Native American veterans battling Post Traumatic Stress Disorder find relief and healing through an alternative treatment called the Sweat Lodge ceremony offered at the Spokane Veterans Administration Hospital.
In the Arizona desert, wounded warriors from the Hopi Nation can join in a ceremony called Wiping Away the Tears. The traditional cleansing ritual helps dispel a chronic "ghost sickness" that can haunt survivors of battle.
These and other traditional healing therapies are the treatment of choice for many Native American veterans, – half of whom say usual PTSD treatments don't work – according to a recent survey conducted at Washington State University. The findings will be presented at the American Psychological Association conference in Washington D.C. this August.
The study is available online at https://www.surveymonkey.com/s/nativeveterans.
Led by Greg Urquhart and Matthew Hale, both Native veterans and graduate students in the College of Education, the ongoing study examines the attitudes, perceptions, and beliefs of Native American veterans concerning PTSD and its various treatment options. Their goal is to give Native veterans a voice in shaping the types of therapies available in future programs.
"Across the board, Native vets don't feel represented. Their voices have been silenced and ignored for so long that they were happy to provide feedback on our survey," said Hale.
Historically, Native Americans have served in the military at higher rates than all other U.S. populations. Veterans are traditionally honored as warriors and esteemed in the tribal community.
A 2012 report by the Department of Veterans Affairs showed that the percentage of Native veterans under age 65 outnumbers similar percentages for veterans of all other racial groups combined.
The WSU survey provides a first-hand look at the veterans' needs, but more importantly, reveals the unique preferences they have as Native American veterans, said Phyllis Erdman, executive associate dean for academic affairs at the college and mentor for the study.
Urquhart said many Native veterans are reluctant to seek treatment for PTSD because typical western therapy options don't represent the Native cultural worldview.
"The traditional Native view of health and spirituality is intertwined," he explained. "Spirit, mind, and body are all one – you can't parcel one out from the other – so spirituality is a huge component of healing and one not often included in western medicine, although there have been a few studies on the positive effects of prayer."
For many years, the U.S. government banned Native religious ceremonies, which subsequently limited their use in PTSD programs, said Urquhart.
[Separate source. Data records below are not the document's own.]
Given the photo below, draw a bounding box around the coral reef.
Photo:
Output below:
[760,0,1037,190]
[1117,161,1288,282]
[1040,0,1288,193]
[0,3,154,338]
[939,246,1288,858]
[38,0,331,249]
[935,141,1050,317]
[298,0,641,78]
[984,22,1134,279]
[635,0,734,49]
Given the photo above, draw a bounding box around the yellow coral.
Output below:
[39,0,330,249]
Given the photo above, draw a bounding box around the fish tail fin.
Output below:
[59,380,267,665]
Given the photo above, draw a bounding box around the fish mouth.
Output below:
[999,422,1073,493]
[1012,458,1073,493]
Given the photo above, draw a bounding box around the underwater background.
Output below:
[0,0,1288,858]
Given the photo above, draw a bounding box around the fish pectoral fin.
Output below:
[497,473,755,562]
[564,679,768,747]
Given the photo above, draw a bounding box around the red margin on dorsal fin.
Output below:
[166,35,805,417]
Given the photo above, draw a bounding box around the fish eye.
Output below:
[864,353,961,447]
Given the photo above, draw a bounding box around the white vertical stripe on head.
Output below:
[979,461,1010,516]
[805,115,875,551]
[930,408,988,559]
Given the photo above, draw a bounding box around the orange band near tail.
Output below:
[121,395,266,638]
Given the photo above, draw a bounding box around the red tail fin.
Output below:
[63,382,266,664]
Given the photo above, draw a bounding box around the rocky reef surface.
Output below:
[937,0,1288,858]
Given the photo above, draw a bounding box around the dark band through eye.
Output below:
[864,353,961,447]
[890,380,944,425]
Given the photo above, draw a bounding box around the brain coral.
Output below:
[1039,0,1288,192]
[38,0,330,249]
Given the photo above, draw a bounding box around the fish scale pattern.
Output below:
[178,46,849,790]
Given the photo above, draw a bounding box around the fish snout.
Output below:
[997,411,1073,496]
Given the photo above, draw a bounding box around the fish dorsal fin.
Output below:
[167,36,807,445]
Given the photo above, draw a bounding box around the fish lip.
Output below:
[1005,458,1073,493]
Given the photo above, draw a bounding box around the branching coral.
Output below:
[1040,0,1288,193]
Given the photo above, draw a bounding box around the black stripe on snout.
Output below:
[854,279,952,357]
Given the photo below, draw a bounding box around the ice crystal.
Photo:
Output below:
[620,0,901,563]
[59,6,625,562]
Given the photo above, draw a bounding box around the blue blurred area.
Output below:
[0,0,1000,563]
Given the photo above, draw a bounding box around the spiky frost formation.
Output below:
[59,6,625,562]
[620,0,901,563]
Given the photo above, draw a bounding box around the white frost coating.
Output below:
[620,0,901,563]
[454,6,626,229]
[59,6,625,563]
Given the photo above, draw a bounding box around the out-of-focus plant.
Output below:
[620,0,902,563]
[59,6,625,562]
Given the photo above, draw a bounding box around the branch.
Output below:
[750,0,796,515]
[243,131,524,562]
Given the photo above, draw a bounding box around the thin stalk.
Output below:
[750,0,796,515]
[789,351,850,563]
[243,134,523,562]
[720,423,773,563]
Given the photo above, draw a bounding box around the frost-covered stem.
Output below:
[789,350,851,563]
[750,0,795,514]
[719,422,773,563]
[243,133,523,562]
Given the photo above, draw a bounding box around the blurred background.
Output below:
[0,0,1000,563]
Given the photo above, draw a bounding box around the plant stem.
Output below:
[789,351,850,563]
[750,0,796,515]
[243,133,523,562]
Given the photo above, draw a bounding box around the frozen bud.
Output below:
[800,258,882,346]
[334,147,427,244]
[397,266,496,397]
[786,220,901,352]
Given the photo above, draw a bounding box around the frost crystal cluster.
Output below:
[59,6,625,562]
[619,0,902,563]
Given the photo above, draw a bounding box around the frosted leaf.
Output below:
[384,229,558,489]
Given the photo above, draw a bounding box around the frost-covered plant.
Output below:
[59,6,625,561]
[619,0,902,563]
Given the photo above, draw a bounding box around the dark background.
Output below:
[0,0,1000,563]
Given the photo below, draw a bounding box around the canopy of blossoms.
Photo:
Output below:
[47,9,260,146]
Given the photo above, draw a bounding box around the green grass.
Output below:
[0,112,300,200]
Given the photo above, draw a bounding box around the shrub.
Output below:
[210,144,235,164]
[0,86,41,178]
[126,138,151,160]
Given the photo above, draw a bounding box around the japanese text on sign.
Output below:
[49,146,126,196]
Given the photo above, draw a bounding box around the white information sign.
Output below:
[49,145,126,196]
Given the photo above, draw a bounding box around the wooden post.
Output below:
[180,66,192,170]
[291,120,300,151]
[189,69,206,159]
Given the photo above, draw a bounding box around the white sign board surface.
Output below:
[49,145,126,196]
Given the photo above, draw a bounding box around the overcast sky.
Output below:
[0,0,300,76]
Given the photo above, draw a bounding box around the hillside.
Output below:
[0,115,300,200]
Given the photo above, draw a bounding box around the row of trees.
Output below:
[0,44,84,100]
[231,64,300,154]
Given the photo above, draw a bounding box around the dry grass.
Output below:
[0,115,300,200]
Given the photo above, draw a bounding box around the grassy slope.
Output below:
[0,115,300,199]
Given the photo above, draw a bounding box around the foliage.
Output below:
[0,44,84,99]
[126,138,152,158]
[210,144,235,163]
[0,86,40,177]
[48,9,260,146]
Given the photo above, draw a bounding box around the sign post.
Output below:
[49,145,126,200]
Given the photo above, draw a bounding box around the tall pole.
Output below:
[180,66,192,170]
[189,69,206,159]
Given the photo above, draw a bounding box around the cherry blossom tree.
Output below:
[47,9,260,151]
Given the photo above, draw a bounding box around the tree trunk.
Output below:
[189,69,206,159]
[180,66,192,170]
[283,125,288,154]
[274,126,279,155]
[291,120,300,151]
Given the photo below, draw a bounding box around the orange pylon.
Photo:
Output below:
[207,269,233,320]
Seeking to remedy the situation, many Veterans Administration hospitals now offer traditional Native practices including talking circles, vision quests, songs, drumming, stories, sweat lodge ceremonies, gourd dances and more. Elders or traditional medicine men are also on staff to help patients process their physical and emotional trauma.
"PTSD is a big issue and it's not going away anytime soon," said Hale who identifies as Cherokee and was a mental health technician in the Air Force.
Urquhart, who is also Cherokee and developed mild symptoms of PTSD after a tour as a cavalry scout in Iraq, said there have been very few studies on Native veterans and PTSD. He and Hale designed their survey to be broader and more inclusive than any previous assessments. It is the first to address the use of equine therapy as a possible adjunct to both western treatments and Native ceremonial approaches.
Standard treatments disappointing
So far, 253 veterans from all five branches of the military have completed the survey, which includes 40 questions, most of them yes or no answers. It also includes an open-ended section where participants can add comments. The views reflect a diverse Native population ranging from those living on reservations to others who live in cities.
The majority of survey takers felt that "most people who suffer from PTSD do not receive adequate treatment," said Urquhart. For Native veterans who did seek standard treatment, the results were often disappointing. Sixty percent of survey respondents who had attempted PTSD therapy reported "no improvement" or "very unsatisfied."
Individual counseling reportedly had no impact on their PTSD or made the symptoms worse for 49 percent of participants. On the other hand, spiritual or religious guidance was seen as successful or highly successful by 72 percent of Native respondents. Animal assisted therapy – equine, canine, or other animals – was also highly endorsed.
"The unique thing about equine therapy is that it's not a traditional western, sit-down-with-a-therapist type program. It's therapeutic but doesn't have the stigma of many therapies previously imposed on Native Americans," said Urquhart.
Strongly supportive of such efforts, Erdman is expanding the long-running WSU Palouse Area Therapeutic Horsemanship (PATH) program to include a section open to all veterans called PATH to Success: A Warrior's Journey.
Giving veterans a voice
Urquhart, Hale, and teammate, Nasreen Shah say their research is gaining wide support in Native communities throughout the nation.
The team plans to distribute the survey results to all U.S. tribes, tribal governments, Native urban groups, and veteran warrior societies. They also hope the departments of Veterans Affairs and Indian Health Services will take notice and continue to incorporate more traditional healing methods into their programs.
As one Iroquois Navy veteran commented on the survey, "Traditional/spiritual healing can be very effective together with in depth education and background in modern treatment methods."
A Nahua Army veteran agreed, writing, "Healing ceremonies are absolutely essential, as is story telling in front of supportive audiences. We need rituals to welcome back the warriors."